Dat betekent echter niet dat Zijn woord of Zijn boodschappen afgesloten zijn.

Er mag niets worden veranderd en geen woord worden toegevoegd aan de woorden die de Heer destijds sprak op aarde.

Maar de hoogmoed van het menselijke verstand probeerde voortdurend te veranderen en te verbeteren, om aan de mensheid Gods woord duidelijker te maken. Heel vaak is de zin van Zijn woorden misvormd of versluierd geworden, wat er toe geleid heeft dat het door Hem verkondigde werken van Zijn geest niet meer begrepen - en daarom ook niet meer erkend wordt. Voor de mensheid is het begrip verloren gegaan dat God ook vandaag nog tot de mensen spreken wil, dat het vernemen van Zijn woord de persoonlijke verbinding is die reeds op aarde nagestreefd moet worden. Maar inplaats daarvan schrikken de mensen er voor terug te luisteren naar de boodschappen van de goddelijke wil. God benadert de mensen door Zijn woord, maar zij herkennen het niet omdat Zijn woord in hen niet meer levend is.

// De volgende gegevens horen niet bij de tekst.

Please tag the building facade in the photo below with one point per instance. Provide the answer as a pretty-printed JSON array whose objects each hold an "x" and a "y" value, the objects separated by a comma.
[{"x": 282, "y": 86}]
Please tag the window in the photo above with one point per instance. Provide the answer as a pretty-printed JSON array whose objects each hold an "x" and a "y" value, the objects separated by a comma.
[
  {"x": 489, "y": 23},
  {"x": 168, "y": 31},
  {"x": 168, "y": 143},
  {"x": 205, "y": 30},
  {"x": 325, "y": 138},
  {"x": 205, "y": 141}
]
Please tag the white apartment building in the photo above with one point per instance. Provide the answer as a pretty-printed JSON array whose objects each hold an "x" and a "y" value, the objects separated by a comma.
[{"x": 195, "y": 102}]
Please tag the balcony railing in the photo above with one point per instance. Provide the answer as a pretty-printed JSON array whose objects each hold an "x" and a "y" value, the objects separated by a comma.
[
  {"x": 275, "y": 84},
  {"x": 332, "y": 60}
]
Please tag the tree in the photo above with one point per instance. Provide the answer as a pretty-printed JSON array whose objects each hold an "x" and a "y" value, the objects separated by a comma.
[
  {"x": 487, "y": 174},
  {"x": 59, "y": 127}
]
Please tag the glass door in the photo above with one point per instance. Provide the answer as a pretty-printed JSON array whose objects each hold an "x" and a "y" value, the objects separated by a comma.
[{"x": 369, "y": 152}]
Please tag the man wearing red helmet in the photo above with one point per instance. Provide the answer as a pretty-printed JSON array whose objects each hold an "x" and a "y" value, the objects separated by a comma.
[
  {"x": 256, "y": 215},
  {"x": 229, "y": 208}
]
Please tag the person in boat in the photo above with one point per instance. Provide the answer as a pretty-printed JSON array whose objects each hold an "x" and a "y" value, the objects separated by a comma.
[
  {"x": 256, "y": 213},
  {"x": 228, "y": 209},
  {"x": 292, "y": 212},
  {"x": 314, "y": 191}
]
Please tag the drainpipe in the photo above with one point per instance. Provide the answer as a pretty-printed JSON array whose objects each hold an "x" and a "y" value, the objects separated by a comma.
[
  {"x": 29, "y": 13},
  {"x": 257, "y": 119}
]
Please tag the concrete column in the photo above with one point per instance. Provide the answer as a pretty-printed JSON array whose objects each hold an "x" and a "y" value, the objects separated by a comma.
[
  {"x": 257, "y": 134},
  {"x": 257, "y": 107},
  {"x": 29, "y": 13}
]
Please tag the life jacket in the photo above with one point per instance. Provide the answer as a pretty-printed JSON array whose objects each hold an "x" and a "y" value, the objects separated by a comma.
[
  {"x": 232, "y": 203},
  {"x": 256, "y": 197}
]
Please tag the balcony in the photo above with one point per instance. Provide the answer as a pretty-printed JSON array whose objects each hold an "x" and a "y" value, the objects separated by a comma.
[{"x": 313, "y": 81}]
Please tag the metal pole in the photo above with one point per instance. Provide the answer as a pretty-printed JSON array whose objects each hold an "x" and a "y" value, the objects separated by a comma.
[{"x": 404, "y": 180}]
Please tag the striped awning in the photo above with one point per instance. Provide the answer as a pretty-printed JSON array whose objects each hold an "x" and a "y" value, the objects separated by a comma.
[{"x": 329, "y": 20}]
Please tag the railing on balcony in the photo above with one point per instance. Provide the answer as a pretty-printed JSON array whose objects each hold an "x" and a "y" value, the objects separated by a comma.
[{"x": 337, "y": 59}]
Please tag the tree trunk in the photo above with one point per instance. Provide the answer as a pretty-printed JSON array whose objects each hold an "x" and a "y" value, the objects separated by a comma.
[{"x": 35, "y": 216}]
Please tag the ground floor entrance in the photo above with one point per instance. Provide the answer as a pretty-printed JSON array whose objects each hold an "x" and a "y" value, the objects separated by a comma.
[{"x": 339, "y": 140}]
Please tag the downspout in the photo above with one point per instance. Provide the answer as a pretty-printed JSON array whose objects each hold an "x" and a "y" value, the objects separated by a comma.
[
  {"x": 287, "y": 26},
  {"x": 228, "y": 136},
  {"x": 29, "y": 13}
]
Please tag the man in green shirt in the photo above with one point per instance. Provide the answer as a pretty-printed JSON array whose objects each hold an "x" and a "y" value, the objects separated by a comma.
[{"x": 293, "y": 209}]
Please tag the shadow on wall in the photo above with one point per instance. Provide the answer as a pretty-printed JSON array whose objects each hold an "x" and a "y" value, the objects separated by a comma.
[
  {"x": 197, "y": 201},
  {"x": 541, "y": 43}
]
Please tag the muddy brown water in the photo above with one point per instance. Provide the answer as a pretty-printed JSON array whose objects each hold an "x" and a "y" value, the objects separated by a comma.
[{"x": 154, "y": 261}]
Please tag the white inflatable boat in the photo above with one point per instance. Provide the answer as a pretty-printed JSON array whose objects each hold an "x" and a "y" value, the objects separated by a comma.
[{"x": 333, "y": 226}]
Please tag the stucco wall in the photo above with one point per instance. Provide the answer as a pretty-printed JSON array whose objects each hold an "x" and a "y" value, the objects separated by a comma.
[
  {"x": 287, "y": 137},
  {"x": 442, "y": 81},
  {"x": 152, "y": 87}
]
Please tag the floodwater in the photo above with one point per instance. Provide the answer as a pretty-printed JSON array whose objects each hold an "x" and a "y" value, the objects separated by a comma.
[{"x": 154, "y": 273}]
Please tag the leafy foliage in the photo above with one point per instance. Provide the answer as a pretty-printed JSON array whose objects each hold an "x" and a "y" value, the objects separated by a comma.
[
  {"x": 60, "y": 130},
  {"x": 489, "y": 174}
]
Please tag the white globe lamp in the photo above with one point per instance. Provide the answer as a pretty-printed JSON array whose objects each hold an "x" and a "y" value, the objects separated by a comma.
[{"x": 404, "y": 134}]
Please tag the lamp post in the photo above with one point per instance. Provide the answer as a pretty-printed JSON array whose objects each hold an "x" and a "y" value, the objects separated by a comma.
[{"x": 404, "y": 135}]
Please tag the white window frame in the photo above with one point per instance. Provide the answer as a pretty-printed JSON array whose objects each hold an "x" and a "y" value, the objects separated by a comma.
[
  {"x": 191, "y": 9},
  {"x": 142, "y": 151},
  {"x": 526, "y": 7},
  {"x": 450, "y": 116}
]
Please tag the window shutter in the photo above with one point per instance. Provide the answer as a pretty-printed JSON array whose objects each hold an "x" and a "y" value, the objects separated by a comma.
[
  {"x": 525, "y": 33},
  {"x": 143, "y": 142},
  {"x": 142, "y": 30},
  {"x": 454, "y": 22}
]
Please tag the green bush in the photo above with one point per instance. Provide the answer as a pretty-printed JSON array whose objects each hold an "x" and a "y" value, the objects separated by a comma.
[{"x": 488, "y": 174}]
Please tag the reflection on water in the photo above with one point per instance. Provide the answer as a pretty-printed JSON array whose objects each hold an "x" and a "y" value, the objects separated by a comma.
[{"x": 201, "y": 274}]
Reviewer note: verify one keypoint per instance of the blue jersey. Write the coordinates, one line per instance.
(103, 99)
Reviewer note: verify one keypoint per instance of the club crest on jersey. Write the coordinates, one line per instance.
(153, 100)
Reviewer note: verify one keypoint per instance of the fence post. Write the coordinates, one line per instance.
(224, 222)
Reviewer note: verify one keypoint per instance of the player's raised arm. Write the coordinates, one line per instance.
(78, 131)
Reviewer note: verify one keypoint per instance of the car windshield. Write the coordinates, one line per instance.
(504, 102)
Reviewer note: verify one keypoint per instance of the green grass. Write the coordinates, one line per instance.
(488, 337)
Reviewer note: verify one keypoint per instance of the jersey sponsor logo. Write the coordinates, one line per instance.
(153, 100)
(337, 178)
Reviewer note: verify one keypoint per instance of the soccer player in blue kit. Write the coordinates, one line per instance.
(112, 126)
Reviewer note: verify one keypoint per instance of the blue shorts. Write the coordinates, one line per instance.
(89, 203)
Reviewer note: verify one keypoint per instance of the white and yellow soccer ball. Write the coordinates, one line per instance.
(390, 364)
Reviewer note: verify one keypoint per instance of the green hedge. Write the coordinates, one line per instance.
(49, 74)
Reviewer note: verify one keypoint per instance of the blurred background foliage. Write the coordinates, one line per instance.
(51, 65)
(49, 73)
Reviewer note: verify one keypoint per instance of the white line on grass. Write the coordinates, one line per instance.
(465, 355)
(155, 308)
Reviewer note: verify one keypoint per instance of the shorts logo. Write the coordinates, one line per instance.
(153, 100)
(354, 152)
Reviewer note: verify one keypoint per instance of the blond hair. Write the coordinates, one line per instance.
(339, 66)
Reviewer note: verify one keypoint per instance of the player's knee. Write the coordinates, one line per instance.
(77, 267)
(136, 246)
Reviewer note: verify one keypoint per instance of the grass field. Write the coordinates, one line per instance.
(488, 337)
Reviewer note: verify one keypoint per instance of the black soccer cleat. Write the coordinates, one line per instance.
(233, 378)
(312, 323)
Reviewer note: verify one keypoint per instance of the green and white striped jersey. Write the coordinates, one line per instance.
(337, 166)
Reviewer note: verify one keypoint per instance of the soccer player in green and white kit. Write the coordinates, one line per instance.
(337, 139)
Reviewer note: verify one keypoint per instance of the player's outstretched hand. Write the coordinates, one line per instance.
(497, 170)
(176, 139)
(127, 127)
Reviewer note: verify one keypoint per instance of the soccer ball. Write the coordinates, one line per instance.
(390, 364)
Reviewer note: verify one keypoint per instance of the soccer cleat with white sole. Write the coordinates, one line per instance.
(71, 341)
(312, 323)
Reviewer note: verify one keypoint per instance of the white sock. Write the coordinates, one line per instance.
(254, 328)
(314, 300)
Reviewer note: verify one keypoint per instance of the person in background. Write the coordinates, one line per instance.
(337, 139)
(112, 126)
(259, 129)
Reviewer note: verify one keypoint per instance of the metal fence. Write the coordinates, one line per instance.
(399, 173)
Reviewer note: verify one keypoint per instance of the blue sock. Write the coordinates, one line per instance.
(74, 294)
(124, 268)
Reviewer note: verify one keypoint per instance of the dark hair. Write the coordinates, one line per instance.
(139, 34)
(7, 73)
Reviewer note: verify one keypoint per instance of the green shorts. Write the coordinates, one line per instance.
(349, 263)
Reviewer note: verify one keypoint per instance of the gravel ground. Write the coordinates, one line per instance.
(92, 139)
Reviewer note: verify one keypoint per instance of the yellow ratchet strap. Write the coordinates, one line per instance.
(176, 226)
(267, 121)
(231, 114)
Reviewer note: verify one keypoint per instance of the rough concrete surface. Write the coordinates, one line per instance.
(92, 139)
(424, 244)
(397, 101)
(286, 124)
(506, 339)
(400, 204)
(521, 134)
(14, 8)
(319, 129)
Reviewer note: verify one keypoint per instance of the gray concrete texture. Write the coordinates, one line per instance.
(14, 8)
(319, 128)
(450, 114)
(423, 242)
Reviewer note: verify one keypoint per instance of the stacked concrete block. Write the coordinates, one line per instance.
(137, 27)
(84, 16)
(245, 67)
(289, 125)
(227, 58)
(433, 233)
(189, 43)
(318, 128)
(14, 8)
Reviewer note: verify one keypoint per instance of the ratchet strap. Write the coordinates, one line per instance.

Het woord wordt wel nog braaf gelezen, maar de betekenis wordt niet begrepen. Er is een geestelijke verstarring opgetreden omdat de bron van het levende water door de mensen zelf is verstopt. God erbarmt zich echter over de mensheid en laat een straal van het "levende water" ontspringen uit de rotsen.

Hij laat stralen van het levende water uit de lenden vloeien van hen die, verlangend naar Zijn verkwikkende drank, hart en oor openen om Zijn goddelijk woord in ontvangst te nemen. Daarmee wordt ook de belofte in de heilige schrift vervuld, anders zou ook het woord van de Heer tijdens Zijn verblijf op aarde gebrekkig en ongegrond zijn wanneer Hij zich niet meer zou openbaren en Hij niet telkens weer in het woord bij de mensen zou zijn en onder hen verbleef.

De mens heeft dus niet het recht om Gods werken voor afgesloten te houden want doet hij dat, dan openbaart hij daarmee zijn onwetendheid en onbegrip over de inhoud van het geschreven woord. Want de talrijke verwijzingen naar het werken van de goddelijke geest zou hij daardoor teniet doen en zodoende bevestigen dat hij Gods woord niet naar zijn betekenis begrijpt. En bijgevolg behoort hij dan tot diegenen die dwalen maar die hun dwaling zelfs nog aan hun medemensen willen doorgeven. Hij zal dan de zuivere waarheid niet inzien en deze dan ook zijn medemensen onthouden.

De liefde van God is echter onbegrensd en wil zich steeds wegschenken, maar zal daarom nooit minder worden. De liefde van God is onuitputtelijk en God zal zich in Zijn liefde steeds weer openbaren en liefde willen schenken. Daarom zal ieder wezen ook Zijn liefde mogen ontvangen dat zelf in de liefde leeft, want God is de liefde en God is het woord. Wie dus naar de liefde van God verlangt, ontvangt ook Zijn woord, en hij zal het mogen ontvangen tot in alle eeuwigheid.